T-cell responses following Natural Influenza Infection or Vaccination in Solid Organ Transplant Recipients

Abstract

Little is known about cell-mediated immune responses to natural influenza infection in solid organ transplant (SOT) patients. The aim of our study was to evaluate the CD4⁺ and CD8⁺ responses to influenza A and B infection in a cohort of SOT patients. We collected peripheral blood mononuclear cells at influenza diagnosis and four weeks later from 31 SOT patients during the 2017-2018 influenza season. Infection-elicited influenza-specific CD4⁺ and CD8⁺ T-cell responses were measured using flow cytometry and intracellular cytokine staining and compared to responses following influenza vaccine in SOT patients. Natural infection was associated with a significant increase in CD4⁺ T-cell responses. For example, polyfunctional cells increased from 21 to 782 and from 193 to 1436 cells per 10⁶ CD4⁺ T-cells among influenza A/H3N2 and B-infected patients (p = 0.006 and 0.004 respectively). Moreover, infection-elicited CD4⁺ responses were superior than vaccine-elicited responses for influenza A/H1N1 (931 vs 1; p = 0.026), A/H3N2 (647 vs 1; p = 0.041) and B (619 vs 1; p = 0.004). Natural influenza infection triggers a significant increase in CD4⁺ T-cell responses in SOT patients. Infection elicits significantly stronger CD4⁺ responses compared to the influenza vaccine and thereby likely elicits better protection against reinfection.

Figure 1

Evaluation of influenza-specific CD4⁺ and CD8⁺ T-cell immunity among influenza A/H3N2- and influenza B-infected patients at influenza diagnosis and Day 28. IFN-γ: interferon-γ; TNF-α: tumor-necrosis factor-α; IL: interleukin. Results were expressed as number of cytokine-producing CD4⁺ cells/10⁶ CD4⁺ T-cells or CD8⁺ cells/10⁶ CD8⁺ T-cells.

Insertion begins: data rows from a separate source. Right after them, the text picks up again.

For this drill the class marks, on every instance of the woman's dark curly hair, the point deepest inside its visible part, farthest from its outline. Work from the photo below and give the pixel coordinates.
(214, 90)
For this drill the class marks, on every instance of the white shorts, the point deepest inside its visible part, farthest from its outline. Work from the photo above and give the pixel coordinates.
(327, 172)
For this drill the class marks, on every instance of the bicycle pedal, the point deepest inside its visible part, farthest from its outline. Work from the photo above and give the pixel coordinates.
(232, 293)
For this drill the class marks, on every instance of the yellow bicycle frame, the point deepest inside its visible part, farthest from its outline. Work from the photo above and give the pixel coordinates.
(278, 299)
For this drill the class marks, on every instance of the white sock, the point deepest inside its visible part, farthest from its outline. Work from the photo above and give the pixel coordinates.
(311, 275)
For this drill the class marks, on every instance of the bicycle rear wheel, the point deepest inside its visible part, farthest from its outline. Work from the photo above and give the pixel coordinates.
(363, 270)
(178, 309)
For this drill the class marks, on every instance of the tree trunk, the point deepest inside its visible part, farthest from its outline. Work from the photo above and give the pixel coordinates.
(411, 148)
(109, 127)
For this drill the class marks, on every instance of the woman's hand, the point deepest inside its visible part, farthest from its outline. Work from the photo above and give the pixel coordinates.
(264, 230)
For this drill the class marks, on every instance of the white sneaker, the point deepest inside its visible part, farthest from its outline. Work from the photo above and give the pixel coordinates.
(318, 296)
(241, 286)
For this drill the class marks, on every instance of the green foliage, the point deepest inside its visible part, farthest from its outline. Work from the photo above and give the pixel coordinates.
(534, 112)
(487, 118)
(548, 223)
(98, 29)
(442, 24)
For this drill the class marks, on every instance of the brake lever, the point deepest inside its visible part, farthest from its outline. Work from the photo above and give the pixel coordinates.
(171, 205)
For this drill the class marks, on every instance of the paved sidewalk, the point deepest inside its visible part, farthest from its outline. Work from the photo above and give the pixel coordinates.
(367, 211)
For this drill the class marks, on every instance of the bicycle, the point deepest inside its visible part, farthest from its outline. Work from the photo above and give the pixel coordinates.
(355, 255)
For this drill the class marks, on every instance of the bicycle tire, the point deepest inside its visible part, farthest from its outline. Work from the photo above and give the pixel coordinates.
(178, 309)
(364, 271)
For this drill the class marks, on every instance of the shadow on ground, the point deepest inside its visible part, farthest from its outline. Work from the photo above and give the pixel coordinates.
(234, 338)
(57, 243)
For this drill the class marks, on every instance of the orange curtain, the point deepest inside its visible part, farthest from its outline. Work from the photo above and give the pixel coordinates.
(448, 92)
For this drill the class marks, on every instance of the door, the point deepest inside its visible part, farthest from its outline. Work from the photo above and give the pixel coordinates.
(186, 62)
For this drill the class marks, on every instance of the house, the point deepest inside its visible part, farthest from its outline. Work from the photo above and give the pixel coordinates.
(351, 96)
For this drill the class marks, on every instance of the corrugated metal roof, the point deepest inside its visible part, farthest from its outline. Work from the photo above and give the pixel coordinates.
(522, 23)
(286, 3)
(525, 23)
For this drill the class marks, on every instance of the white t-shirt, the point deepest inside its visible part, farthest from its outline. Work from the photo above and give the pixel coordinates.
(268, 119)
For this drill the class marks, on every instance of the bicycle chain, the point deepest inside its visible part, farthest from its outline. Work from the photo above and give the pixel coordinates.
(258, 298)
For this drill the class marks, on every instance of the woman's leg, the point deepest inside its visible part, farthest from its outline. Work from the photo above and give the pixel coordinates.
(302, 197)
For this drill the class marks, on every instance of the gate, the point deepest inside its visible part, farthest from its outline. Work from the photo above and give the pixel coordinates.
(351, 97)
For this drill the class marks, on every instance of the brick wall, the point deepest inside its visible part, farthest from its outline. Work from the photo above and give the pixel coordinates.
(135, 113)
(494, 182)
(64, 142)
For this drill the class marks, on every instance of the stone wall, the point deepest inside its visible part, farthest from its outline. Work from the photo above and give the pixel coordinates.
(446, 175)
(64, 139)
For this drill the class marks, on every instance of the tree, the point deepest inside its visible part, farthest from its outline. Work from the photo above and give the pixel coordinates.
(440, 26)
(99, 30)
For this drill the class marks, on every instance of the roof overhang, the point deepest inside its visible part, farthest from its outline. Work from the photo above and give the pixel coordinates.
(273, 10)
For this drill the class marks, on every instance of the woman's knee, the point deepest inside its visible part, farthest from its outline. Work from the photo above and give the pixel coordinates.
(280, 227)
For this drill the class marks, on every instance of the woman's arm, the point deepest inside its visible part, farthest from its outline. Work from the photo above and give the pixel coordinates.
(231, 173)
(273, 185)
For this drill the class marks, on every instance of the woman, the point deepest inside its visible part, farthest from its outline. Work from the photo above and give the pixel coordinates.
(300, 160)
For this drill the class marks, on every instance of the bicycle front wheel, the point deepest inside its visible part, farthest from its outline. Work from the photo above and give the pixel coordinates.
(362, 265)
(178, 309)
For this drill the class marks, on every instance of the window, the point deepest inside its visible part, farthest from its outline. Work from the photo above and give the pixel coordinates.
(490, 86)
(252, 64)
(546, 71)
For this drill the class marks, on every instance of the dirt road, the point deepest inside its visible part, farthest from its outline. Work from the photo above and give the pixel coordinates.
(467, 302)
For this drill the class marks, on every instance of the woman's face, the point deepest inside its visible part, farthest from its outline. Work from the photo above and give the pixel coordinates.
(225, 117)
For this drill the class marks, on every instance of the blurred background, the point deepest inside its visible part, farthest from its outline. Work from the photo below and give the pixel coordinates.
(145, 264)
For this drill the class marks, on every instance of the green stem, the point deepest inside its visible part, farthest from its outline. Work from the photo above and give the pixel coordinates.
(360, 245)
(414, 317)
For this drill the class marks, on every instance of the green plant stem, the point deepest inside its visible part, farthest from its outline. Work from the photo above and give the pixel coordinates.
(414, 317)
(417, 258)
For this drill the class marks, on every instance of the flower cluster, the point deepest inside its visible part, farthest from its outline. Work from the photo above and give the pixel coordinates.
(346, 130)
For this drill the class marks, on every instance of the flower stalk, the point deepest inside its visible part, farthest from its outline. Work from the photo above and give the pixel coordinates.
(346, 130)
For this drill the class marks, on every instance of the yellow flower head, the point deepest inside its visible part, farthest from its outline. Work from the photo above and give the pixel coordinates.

For data presentation, cell frequencies labelled as TNFα⁺, IFNγ⁺, IL2⁺ or IL4⁺ were cells producing the given cytokine, regardless of the production of other cytokines. The upper edge of the box represents the median value, and the error bars represent the interquartile range. Red and blue dots represent individual patient frequencies at influenza diagnosis and Day 28, respectively.

Figure 2

Evaluation of heterosubtypic influenza A/H1N1-specific CD4⁺ and CD8⁺ T-cell immunity among influenza A/H3N2-infected patients IFN-γ: interferon-γ; TNF-α: tumor-necrosis factor-α; IL: interleukin. Results were expressed as number of cytokine-producing CD4⁺ cells/10⁶ CD4⁺ T-cells or CD8⁺ cells/10⁶ CD8⁺ T-cells. For data presentation, cell frequencies labelled as TNFα⁺, IFNγ⁺, IL2⁺ or IL4⁺ were cells producing the given cytokine, regardless of the production of other cytokines. The upper edge of the box represents the median value, and the error bars represent the interquartile range. Black and green dots represent individual frequencies in influenza A/H3N2-infected patients at influenza diagnosis and Day 28, respectively.

Figure 3

Comparison of median number of influenza-specific infection-elicited and vaccine-elicited cytokine-producing CD4⁺ and CD8⁺ T-cells in SOT recipients. SOT: Solid organ transplant; IFN-γ: interferon-γ; TNF-α: tumor-necrosis factor-α; IL: interleukin. Results were expressed as number of vaccine-elicited cytokine-producing CD4⁺ cells/10⁶ CD4⁺ T-cells and number of cytokine-producing CD8⁺ cells/10⁶ CD8⁺ T-cells. For data presentation, cell frequencies labelled as TNFα⁺, IFNγ⁺, IL2⁺ or IL4⁺ were cells producing the given cytokine, regardless of the production of other cytokines. The boxes represents the median value. Pre-vaccination frequencies were subtracted from post-vaccination frequencies to highlight vaccine-elicited responses, whereas frequencies at influenza diagnosis were subtracted from frequencies at Day 28 to highlight infection-elicited responses.